In the welter of comment on public service reform, a dramatic change that has passed largely unnoticed is a massively increased role for religious organisations in the provision of statutory public services – an area of the welfare state that has long been secular.
In our new report, Quality and Equality, the British Humanist Association highlights the threats this entails. It is not just that Britain is overwhelmingly and increasingly non-religious, and that services provided this way present a total mismatch between policy and reality, but that the policy opens up severe gaps in legal protection for service users and employees, and threatens social cohesion in years to come.
The law protects workers from discrimination on the grounds of religion or belief. But equality law allows for religious organisations to claim exemptions from duties not to discriminate, and the TUC and others have cited concerns.
Pecan, a previous contractor with Jobcentre Plus, was heralded only this week by government as suitable to take on work with offenders. Pecan’s equal opportunities policy states that, “to maintain Pecan’s Christian distinctiveness to serve the aims and objectives of the charity”, it will only hire staff willing to sign up to the Evangelical Alliance “Basis of Faith”, regardless of the position they are applying for. In Scotland, CrossReach, with a budget of £45m largely from local authorities, requires serious Christian commitment from nearly all employees.
Public sector staff transferred to organisations such as these will find their career prospects damaged unless, for example, they participate in prayer meetings at work and follow a religious lifestyle at home. Not everyone will be affected, but the government plainly wants religious organisations to take on large parts of Jobcentre Plus and of the National Offender Management Service, so tens of thousands of staff are at risk.
Service users too may suffer.
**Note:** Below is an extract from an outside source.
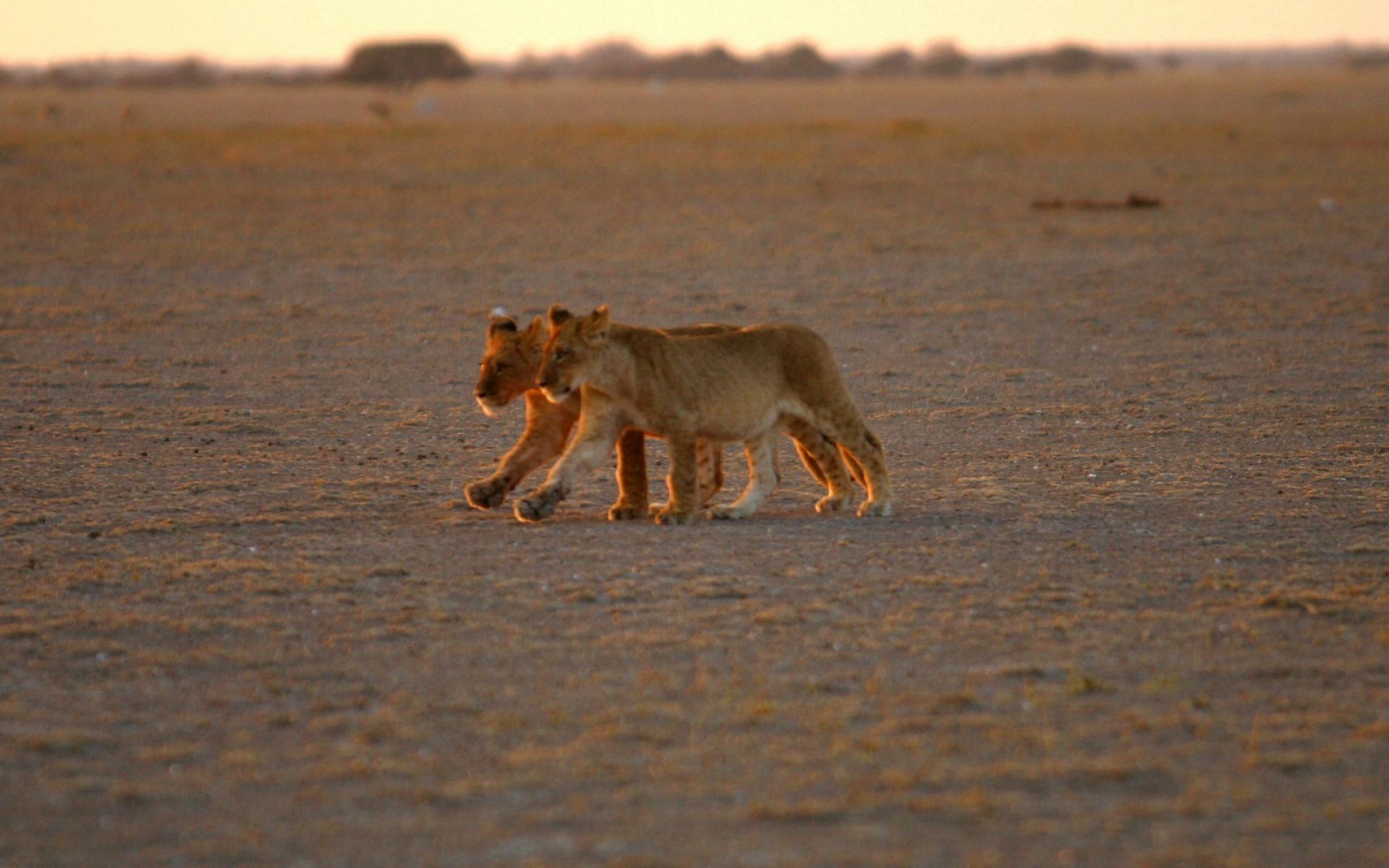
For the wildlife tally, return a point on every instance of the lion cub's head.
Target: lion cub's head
(510, 363)
(572, 350)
Unlike citizens served directly by a public body, those receiving that same service from a religious organisation under contract are not legally protected against discrimination on grounds of religion or belief under the Equality Act 2006, nor do they have protection under the Human Rights Act for rights such as freedom of belief, privacy and sexual relationships.
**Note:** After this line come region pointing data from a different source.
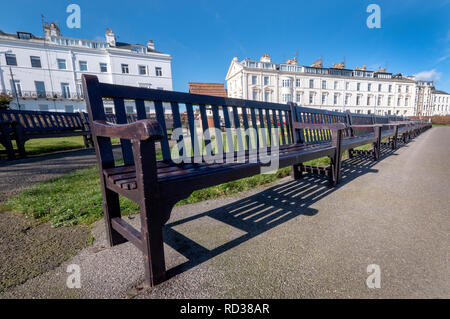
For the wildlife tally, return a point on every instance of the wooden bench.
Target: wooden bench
(6, 136)
(25, 125)
(300, 135)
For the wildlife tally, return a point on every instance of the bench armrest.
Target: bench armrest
(141, 130)
(323, 126)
Some religious organisations in the line up for contracts are explicit that they do not want to be bound by human rights law. The Salvation Army, which already delivers large parts of the welfare system in Australia, told parliament’s joint committee on human rights that “whilst it is appropriate for the state to be religiously neutral, this is impossible for an organisation such as the Salvation Army, which delivers its services as a direct outworking of the Christian faith.”
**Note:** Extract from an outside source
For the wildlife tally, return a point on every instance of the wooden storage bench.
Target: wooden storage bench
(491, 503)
With no evidence to support its view, the government claims to believe that religious organisations add value and provide better outcomes, simply because they are religious. Yet their policy threatens to ringfence thousands of public service jobs for religious believers, just as one in three senior posts in schools are already ringfenced, and to undermine the rights of service users and employees.
Wholly secular public services are the best answer, but without it the law must be reformed to guarantee that all deliverers of public services are held to the same basic standards of equality and human rights.